There is growing interest in the segment, The Verge reports, which has even piqued the acquisitive/emulative attentions of Facebook, whose WhatsApp and Facebook Messenger apps both have voice-messaging features.
Why it matters
Though it’s very early days, any hyper-successful app could quickly become an advertising destination. This particular trend will rely on whether the short-form audio note has:
- The potential to go viral
- The ability to keep producing viral moments that attract new users
- The ability to keep users on the platform.

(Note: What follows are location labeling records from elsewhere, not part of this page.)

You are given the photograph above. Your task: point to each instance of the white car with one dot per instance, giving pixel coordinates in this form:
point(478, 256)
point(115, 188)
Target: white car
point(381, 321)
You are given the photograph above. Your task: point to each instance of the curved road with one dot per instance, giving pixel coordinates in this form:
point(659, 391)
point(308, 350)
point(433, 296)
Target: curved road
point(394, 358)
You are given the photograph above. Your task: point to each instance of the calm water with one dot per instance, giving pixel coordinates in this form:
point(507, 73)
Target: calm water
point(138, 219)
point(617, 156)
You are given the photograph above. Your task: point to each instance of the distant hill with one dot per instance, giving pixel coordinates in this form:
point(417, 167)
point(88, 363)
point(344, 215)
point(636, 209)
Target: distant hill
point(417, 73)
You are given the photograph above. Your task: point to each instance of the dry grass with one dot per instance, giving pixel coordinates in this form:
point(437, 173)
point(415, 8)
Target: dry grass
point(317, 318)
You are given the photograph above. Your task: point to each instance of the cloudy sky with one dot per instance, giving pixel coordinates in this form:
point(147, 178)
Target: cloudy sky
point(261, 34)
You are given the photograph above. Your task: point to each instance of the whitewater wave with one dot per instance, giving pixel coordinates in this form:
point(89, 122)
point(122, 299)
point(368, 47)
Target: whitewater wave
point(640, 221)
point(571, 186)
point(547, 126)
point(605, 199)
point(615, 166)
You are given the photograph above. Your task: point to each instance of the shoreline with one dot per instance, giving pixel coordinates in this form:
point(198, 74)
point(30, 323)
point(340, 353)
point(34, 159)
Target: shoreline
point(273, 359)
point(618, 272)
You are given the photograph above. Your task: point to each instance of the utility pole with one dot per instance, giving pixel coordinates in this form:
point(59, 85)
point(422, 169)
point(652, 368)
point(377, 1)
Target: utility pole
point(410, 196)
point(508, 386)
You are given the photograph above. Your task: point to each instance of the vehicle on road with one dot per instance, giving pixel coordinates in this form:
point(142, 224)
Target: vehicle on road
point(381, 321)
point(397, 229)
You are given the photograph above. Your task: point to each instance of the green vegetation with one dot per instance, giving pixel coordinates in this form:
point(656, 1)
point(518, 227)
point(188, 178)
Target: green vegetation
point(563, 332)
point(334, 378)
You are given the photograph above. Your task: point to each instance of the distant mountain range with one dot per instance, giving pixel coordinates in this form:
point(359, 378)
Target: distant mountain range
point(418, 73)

Virality is not guaranteed but there are precedents. British readers might remember a voice note that began doing the viral rounds at the beginning of the pandemic: the massive lasagne. However, this rested on the vast reach of the Whatsapp messaging platform – it’s hard to see how ongoing virality will be achieved by any other contender.
Where it’s going
- The founders of this new wave of platforms envisage a future in which user-generated audio content nestles somewhere between a TikTok and a Twitter for audio.
- The Verge notes that three key factors brought us here: advances in mobile phone mics, the rise of Clubhouse in 2020, and quicker, better transcription systems have also contributed.
- A key element of podcasting is the RSS feed, a veteran technology that allows creators to distribute across different platforms (like Apple podcasts and Spotify), but this has also posed something of a barrier to building an audio-first social network around podcasts in audio form. These are all trying to lock the content in.
What to do about it
In the short-term, not much. In the medium-term, audio advertising’s rise continues to find new avenues for creativity. Across media, however, the ability of an idea to live across short- and long-forms is increasingly important.